Goodbye Thailand!

by Ari

I’m… leaving? 

It’s hard to put into words how this is actually making me feel. It’s weird to say goodbye to a place that I’ve spent the majority of my adult life knowing that whenever I return it just won’t be the same. 

I had intentionally scheduled a therapy appointment this morning anticipating a lot of…emotion. 

But it wasn’t until the last 10 minutes that I finally dug into how I was really feeling.

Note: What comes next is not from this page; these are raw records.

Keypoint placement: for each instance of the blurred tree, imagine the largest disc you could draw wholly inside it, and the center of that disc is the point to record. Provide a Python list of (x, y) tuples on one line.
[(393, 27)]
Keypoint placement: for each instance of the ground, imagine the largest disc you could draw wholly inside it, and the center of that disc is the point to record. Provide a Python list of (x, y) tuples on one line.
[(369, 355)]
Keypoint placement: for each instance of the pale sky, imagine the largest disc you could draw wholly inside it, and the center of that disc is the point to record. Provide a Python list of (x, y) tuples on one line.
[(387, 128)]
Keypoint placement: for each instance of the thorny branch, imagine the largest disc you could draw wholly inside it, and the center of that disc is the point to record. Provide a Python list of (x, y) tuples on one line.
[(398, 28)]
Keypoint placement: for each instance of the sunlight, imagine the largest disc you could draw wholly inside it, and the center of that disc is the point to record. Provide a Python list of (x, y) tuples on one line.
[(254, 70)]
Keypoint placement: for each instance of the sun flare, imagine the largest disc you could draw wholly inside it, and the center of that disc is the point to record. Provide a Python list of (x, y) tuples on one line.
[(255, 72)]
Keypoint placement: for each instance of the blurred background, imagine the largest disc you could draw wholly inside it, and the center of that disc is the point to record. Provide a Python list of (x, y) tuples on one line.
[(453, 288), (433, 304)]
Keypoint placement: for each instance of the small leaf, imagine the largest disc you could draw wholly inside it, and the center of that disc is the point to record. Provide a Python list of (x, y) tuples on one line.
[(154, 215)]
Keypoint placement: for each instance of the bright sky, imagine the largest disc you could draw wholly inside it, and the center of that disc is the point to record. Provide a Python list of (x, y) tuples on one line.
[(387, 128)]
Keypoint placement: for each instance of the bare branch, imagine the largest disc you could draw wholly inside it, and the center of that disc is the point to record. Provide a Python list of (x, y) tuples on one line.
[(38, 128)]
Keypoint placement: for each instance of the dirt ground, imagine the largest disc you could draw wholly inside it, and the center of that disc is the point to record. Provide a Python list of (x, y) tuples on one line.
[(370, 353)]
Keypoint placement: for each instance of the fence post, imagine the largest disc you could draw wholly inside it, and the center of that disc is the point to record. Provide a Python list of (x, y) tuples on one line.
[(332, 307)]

And the truth is. I’m sad. 

It feels like a breakup. Not bad enough for me to leave in a fit and never want to return. But not good enough for me to live my brightest and best life. 

And I know that Malaysia isn’t really that much of a difference, but it’s different enough that I feel the weightiness of it all. 

I remember when I first realized I was living here for longer than I went to university…. And now that time has doubled.

I’ve lived a lot of life here. I’ve learned, I’ve thrived, I’ve grown, I’ve cried. I’ve really done it all. I was telling my therapist that even though it feels insane to let go, I know how much I needed this to happen. That I had hit my ceiling and am yearning to stretch out my limbs a little more. And so here I go.

In a lot of ways, this feels scarier than when I first moved to Thailand. Maybe I was just more reckless at 22 (probably) or maybe I just understand the possibilities of what can happen in the next two years that kind of terrify me. 

But right now, the only direction I can move is forward. And forward looks like two weeks locked into a room in a state quarantine. 

Updates will definitely be coming as to how that whole process is going. 

True to form, this is being written as I sit at my gate, much like my first flight to Thailand. And they are currently calling me to board…

So…. I’ll update this when I get to MALAYSIA.